The forces of good and evil stir within Ryan Graveface. We’re in the basement of Graveface Records & Curiosities, his storefront on Milwaukee Avenue in Bucktown, where the bespectacled 43-year-old is discussing his life’s work: the study of lurid histories. His dusty brown hair pulled back into a small ponytail, Graveface is wearing a T-shirt bearing a John Wayne Gacy painting of Pogo and Patches — the two clown alter egos, resembling the dueling comedy and tragedy masks, that the serial killer used when performing at kids’ parties. It’s a fitting look for someone who has devoted himself to combing through materials that most people would deem unconscionable to obsess over.

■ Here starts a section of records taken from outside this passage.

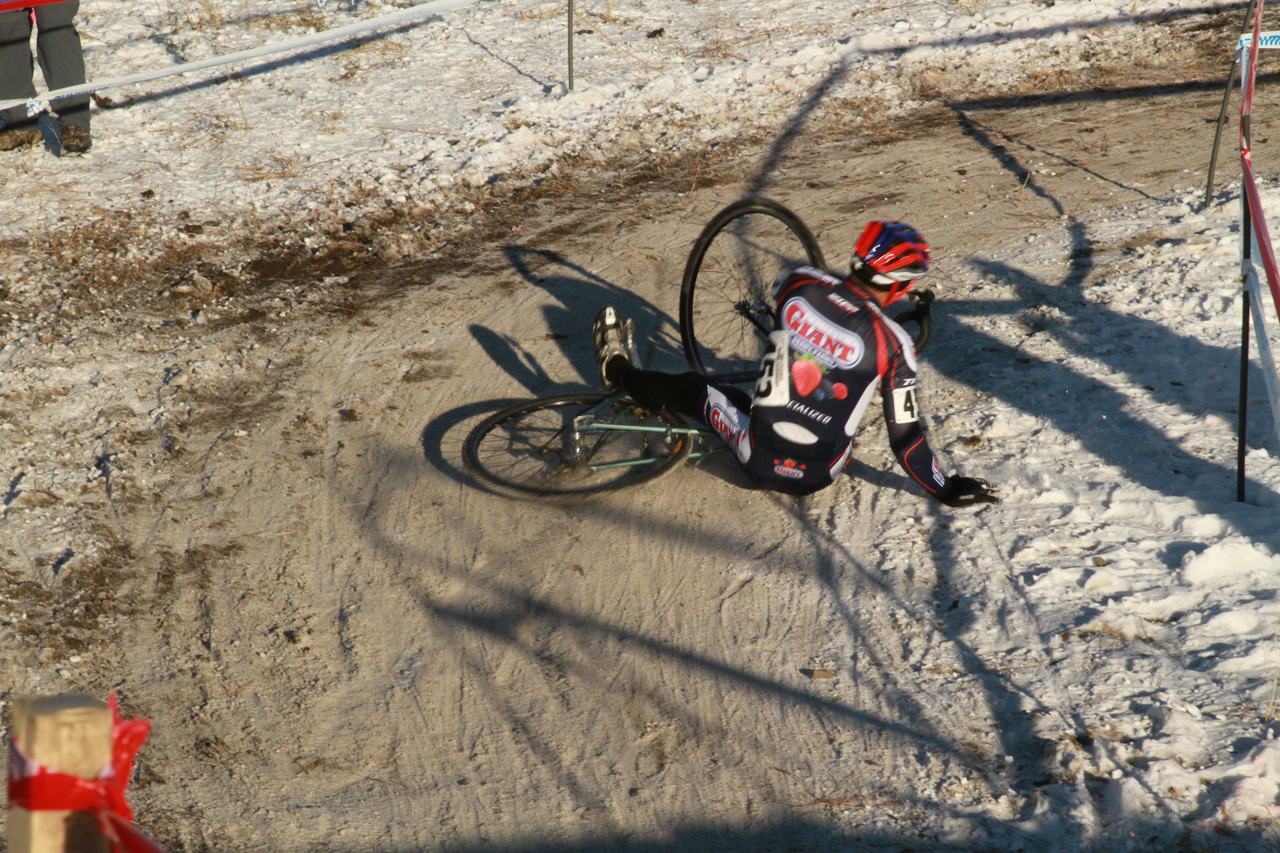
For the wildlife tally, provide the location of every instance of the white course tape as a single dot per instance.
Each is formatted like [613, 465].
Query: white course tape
[414, 13]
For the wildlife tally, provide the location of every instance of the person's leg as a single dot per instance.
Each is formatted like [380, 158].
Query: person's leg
[16, 63]
[62, 59]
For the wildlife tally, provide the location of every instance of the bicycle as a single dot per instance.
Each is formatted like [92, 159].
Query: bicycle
[583, 443]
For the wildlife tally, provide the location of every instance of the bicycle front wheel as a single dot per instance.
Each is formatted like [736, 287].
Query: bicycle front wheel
[726, 309]
[574, 445]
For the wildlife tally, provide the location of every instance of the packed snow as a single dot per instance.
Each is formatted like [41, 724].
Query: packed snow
[1125, 592]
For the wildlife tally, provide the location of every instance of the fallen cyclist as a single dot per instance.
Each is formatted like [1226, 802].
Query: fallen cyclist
[832, 347]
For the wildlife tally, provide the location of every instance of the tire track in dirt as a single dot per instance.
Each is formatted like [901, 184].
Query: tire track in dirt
[382, 652]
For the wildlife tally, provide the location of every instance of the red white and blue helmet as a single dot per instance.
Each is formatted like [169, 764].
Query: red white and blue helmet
[890, 256]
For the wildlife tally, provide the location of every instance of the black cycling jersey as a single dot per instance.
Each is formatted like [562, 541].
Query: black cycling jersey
[831, 351]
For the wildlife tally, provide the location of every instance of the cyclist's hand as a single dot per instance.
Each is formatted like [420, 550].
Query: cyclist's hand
[967, 491]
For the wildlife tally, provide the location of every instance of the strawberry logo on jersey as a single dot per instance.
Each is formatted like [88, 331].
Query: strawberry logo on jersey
[723, 424]
[816, 336]
[789, 468]
[808, 378]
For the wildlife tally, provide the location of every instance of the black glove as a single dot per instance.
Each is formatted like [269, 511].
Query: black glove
[967, 491]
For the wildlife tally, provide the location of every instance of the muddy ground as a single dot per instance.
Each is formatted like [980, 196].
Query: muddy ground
[238, 503]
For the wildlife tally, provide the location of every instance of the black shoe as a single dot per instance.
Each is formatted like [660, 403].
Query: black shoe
[612, 338]
[19, 136]
[76, 138]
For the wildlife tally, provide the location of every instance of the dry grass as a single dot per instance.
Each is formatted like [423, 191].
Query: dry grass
[275, 168]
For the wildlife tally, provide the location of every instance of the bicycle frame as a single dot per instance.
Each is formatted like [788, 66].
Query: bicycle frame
[585, 424]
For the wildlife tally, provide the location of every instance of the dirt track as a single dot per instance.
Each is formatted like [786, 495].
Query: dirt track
[343, 644]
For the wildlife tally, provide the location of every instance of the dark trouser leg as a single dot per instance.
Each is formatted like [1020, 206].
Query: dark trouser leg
[62, 59]
[16, 63]
[681, 393]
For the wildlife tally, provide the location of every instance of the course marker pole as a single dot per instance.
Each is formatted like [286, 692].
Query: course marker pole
[1221, 110]
[1255, 240]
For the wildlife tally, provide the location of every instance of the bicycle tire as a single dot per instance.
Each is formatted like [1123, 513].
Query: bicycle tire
[520, 450]
[726, 313]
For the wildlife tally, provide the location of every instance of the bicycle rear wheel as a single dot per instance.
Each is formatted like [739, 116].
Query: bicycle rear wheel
[726, 309]
[547, 447]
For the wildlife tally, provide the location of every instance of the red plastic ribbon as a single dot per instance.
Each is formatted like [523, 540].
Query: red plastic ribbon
[39, 789]
[13, 5]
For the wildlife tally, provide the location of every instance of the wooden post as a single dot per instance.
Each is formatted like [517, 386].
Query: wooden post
[69, 734]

Upstairs, visitors drawn into the modest shop move through the two front rooms, chock-full of old horror movie soundtracks and Blu-rays, taxidermy squirrels with middle fingers outstretched, and other esoteric objects for sale. But for the adventurous, $10 grants access behind the (literal) velvet rope, into a museum space in back. Beyond a curtain that gives the impression you’re entering through a devil’s grin, a throwback to old-school traveling carnivals, is a hallway crammed full of framed photographs, telling tales of hundred-plus-year-old sideshow acts and former cult leaders. Venture farther, and you find a stuffed two-headed calf as well as perhaps the most surreal part of this archive: a recreation of Gacy’s prison cell, overrun with his paintings, correspondence, and court documents.

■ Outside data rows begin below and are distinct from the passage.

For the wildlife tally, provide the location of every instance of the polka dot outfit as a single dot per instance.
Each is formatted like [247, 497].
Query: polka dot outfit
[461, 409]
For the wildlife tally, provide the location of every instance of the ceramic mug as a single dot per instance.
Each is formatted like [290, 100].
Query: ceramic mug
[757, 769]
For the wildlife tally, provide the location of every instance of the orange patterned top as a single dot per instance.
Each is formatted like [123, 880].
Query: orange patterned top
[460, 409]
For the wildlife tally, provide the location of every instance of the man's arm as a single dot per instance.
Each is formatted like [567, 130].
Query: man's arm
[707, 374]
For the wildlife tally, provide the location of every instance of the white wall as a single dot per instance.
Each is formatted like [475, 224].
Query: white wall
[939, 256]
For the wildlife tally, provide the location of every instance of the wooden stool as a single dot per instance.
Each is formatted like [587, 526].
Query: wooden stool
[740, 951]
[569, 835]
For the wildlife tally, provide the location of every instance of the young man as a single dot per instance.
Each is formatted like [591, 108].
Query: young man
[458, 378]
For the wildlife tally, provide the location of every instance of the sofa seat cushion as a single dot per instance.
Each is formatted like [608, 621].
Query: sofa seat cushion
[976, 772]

Graveface acquired the materials from Gacy’s sister Karen Kuzma, who told him she had burned much of what was left behind but was entrusting him with the remainder because she wanted everything kept together and presented with seriousness and care. It’s a strange thing, knowing that this material, a chilling part of Chicago’s legacy, lives on an otherwise nondescript stretch of Milwaukee Avenue just north of the 606.
Opened in 2022, the Bucktown shop is another location of the store and museum that Graveface started in Savannah, Georgia, where he moved after a 2010 basement flood destroyed much of the inventory of the semi-successful record label he founded here a decade earlier. While he now splits his time between the two cities, it’s the twisted history of ours that drives much of his work. “Chicago is perfect in so many ways for me, yet it’s rotten to the core,” Graveface says. “That dichotomy is super fascinating.”

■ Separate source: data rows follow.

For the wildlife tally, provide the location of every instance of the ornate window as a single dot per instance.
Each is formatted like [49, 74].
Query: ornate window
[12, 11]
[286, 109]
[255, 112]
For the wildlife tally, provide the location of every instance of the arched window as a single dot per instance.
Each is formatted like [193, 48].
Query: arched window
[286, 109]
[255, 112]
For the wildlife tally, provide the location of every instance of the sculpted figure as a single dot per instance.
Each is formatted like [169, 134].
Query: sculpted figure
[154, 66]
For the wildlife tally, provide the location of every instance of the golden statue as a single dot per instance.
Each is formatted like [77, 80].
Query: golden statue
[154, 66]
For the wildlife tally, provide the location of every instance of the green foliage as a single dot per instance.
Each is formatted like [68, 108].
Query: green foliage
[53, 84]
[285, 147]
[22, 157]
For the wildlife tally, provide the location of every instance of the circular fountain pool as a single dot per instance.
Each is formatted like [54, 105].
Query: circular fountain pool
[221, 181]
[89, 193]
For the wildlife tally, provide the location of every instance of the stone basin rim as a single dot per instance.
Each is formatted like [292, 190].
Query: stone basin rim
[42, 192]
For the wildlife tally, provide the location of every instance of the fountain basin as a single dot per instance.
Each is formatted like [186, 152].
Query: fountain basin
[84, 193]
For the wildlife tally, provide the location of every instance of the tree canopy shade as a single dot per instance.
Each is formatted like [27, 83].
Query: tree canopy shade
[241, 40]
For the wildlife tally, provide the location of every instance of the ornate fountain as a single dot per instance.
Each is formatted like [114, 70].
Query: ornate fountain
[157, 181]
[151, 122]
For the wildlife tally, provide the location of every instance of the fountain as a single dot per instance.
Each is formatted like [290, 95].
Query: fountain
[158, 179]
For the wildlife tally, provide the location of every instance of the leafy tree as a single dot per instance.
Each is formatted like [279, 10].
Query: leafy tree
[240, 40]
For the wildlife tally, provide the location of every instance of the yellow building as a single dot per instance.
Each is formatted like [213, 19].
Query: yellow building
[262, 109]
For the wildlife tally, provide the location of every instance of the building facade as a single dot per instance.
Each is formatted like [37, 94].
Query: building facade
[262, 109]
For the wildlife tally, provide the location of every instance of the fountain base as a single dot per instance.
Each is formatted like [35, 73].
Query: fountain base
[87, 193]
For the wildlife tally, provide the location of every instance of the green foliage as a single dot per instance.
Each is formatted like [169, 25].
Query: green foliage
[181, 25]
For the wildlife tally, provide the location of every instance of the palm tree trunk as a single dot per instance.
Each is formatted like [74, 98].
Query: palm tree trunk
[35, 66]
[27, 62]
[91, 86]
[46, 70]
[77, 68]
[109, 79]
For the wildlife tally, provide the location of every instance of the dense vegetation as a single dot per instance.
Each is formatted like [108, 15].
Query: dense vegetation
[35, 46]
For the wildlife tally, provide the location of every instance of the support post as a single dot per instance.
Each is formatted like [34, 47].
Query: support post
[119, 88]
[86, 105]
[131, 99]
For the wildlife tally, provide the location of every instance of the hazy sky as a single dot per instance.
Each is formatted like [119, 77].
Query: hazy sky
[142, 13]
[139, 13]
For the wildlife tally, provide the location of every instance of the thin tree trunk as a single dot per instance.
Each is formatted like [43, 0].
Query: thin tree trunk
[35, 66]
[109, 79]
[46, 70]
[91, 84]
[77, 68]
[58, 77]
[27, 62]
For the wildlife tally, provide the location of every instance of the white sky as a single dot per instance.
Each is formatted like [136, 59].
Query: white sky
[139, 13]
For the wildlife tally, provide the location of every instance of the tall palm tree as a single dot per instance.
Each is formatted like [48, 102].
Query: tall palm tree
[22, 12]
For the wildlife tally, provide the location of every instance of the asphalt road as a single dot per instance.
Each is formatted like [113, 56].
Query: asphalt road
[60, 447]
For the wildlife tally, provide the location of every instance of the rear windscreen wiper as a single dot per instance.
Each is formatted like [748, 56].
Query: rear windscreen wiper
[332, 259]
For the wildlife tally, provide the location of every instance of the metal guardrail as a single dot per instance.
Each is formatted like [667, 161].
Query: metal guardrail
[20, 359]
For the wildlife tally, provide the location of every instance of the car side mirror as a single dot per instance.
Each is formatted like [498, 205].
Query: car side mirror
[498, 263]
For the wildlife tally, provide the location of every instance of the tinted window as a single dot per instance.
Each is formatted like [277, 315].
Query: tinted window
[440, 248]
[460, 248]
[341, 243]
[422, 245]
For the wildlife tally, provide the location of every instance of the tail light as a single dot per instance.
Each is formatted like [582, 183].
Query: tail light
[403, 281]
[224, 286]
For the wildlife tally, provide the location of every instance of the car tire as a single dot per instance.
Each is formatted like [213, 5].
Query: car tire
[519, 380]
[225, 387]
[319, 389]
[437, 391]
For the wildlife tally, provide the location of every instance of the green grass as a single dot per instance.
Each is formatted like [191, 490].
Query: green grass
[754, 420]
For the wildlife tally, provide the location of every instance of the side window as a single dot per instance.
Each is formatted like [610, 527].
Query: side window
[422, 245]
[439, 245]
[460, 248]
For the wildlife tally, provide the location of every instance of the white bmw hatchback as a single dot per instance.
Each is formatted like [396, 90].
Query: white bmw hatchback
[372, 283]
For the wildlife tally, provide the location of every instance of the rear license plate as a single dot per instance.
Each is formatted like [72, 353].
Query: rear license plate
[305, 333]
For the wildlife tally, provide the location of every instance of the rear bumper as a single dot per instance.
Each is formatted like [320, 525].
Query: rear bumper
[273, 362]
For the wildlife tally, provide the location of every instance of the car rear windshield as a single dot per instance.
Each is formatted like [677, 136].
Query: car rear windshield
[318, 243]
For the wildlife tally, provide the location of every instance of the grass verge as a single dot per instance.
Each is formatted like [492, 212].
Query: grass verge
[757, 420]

From an early age, Graveface (who changed his last name after this moniker came to him in a dream over a decade ago) was drawn to the darkness. Growing up in Ohio and Michigan, he discovered that his family history was overrun with tragedy. When he was 8, he learned that his great-aunt was institutionalized after seeing her father killed in front of her. (An upcoming exhibition at Graveface will examine insane asylums and their architecture.) It got him thinking about how throughout history those seen as monsters often came from ordinary backgrounds.
“Something about the normalcy intrigues me, because obviously, most horrible humans have had families, and some even came from two-parent households and, like, ‘normal Midwestern society,’ whatever that is,” Graveface says. “When I was a kid, I wanted to be a psychologist, and seeing how off the rails these individuals can end up, and what their reasons are for it, is just utterly fascinating.”